An authoritative biography of John Glassco has yet to be written, but when it is it will have to take into account the intense and intimate interaction between the rural world and poetic temperament. Like William Wordsworth, Glassco sought meaning and consolation in the world of nature, even though the meaning constantly eluded him. In “Luce’s Notch,” a poem which first appeared in 1964, Glassco recalls a time 15 years past when he walked beside his straining horse up what is now Paramount Road, then over the western shoulder of Foster Mountain and down into St. Etienne de Bolton. From the height of land in the notch above the Glen, he sees that beauty persists, but that he will not, that his life, measured by “old Foster’s blind, tree-sprinkled head,” is “a mere breath, a nothing, an illusion.”
The inexorable action of time, decay were his great poetic subjects and he saw in the Townships landscape abundant evidence to demonstrate how easily human aspirations fall victim to pride, greed, incompetence and misfortune.

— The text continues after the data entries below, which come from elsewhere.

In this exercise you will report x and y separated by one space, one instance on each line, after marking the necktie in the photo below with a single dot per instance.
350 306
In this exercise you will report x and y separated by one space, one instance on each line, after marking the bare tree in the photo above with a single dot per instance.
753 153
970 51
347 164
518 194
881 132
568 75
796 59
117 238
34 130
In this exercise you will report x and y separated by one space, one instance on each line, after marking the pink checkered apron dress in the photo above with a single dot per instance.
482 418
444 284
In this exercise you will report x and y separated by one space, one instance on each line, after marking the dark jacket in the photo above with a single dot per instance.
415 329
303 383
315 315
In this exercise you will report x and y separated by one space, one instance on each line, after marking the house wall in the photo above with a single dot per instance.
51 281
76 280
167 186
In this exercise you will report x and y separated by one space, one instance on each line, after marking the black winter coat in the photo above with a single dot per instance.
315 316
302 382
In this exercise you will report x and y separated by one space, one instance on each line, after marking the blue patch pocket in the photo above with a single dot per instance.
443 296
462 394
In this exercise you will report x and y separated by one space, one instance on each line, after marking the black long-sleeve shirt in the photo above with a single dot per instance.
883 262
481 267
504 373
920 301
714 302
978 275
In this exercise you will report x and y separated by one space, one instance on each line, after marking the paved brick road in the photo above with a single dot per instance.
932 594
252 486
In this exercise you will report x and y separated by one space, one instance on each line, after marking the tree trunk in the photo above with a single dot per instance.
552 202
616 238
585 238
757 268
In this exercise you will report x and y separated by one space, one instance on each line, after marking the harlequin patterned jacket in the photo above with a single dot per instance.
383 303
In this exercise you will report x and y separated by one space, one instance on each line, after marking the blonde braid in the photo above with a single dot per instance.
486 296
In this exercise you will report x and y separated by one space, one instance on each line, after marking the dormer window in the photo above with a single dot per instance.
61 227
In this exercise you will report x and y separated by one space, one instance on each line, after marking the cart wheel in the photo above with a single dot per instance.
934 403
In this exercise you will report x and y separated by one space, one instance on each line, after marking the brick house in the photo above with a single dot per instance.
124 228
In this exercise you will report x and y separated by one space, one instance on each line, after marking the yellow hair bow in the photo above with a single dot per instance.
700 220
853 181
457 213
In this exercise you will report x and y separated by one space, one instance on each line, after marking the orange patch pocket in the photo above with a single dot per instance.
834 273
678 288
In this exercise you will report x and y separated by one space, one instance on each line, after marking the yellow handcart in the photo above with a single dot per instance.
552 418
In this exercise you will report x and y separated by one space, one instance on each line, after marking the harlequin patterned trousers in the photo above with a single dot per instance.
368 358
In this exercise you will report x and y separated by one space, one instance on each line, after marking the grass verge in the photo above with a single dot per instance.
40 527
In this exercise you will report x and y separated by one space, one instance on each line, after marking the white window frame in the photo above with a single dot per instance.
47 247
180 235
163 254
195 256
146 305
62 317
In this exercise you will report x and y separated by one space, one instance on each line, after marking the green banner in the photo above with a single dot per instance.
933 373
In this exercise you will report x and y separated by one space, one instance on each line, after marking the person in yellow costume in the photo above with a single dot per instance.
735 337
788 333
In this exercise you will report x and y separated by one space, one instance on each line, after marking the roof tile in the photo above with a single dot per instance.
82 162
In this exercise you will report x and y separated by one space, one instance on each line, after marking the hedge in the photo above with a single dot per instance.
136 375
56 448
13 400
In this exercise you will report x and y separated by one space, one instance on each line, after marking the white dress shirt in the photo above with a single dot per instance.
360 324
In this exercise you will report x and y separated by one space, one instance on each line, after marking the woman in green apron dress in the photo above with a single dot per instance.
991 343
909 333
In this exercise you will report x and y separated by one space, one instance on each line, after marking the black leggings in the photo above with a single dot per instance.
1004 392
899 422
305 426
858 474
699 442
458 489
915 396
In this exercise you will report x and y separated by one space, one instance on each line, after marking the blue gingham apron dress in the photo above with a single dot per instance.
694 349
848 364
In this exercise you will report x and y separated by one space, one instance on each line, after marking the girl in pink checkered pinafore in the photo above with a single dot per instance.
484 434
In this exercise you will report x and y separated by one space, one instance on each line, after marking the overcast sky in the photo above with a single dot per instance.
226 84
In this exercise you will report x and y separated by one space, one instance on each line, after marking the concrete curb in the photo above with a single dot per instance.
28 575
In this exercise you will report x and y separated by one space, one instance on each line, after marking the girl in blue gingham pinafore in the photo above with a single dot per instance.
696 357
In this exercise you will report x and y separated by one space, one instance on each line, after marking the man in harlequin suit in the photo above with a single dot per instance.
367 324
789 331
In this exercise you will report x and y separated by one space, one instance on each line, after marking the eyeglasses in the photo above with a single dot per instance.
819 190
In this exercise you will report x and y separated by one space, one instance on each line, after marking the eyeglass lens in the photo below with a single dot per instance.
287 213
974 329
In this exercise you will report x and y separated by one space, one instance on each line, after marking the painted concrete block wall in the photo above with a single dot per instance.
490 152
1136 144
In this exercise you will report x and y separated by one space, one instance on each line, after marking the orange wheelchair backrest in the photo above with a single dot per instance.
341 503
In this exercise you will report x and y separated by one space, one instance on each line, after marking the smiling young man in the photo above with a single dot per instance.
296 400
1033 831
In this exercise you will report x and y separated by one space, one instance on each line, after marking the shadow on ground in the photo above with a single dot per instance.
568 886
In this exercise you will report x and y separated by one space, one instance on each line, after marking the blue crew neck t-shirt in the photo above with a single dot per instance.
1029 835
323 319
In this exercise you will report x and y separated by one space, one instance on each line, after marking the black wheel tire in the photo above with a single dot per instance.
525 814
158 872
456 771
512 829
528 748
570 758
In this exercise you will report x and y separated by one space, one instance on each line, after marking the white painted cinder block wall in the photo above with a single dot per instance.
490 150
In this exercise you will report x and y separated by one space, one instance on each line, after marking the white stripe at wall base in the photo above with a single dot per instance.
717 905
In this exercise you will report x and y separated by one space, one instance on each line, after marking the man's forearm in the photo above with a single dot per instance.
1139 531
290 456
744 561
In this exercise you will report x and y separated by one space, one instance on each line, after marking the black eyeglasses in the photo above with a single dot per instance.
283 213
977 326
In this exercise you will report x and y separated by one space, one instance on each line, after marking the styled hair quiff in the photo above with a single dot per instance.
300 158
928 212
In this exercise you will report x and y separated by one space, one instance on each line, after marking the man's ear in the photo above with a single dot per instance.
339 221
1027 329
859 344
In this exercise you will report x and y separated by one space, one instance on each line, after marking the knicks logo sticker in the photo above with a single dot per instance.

This is an occasion for sadness, or rage, or even satire, and for wonderment too. Despite the silent ruins of deserted buildings under Shefford Mountain sinking into the soil, tossed “Between God and absurdity,” he loves them anyway, “ragged” though they may be. Nature, for Glassco, did not offer an easy remedy for the pain of living; rather it accentuated his “transient vision” and the frailty of all human endeavor. His sense of place was profound and troubled, and nature resisted his desire to possess it. Yet none of the poems could have been written had Glassco not also been aware of the “mute, breathing beauty of the world.”
Like Brill Road, even now, the other side may not be accessible. There are ruins and there are mansions, “the grandiose design /Must marry the ragged thing,” the ultimate vision follows a wavering line through extremes of creation and destruction.
When he died, his ashes were cast over a stream in Foster. He could never possess nature, but in the end nature possessed him.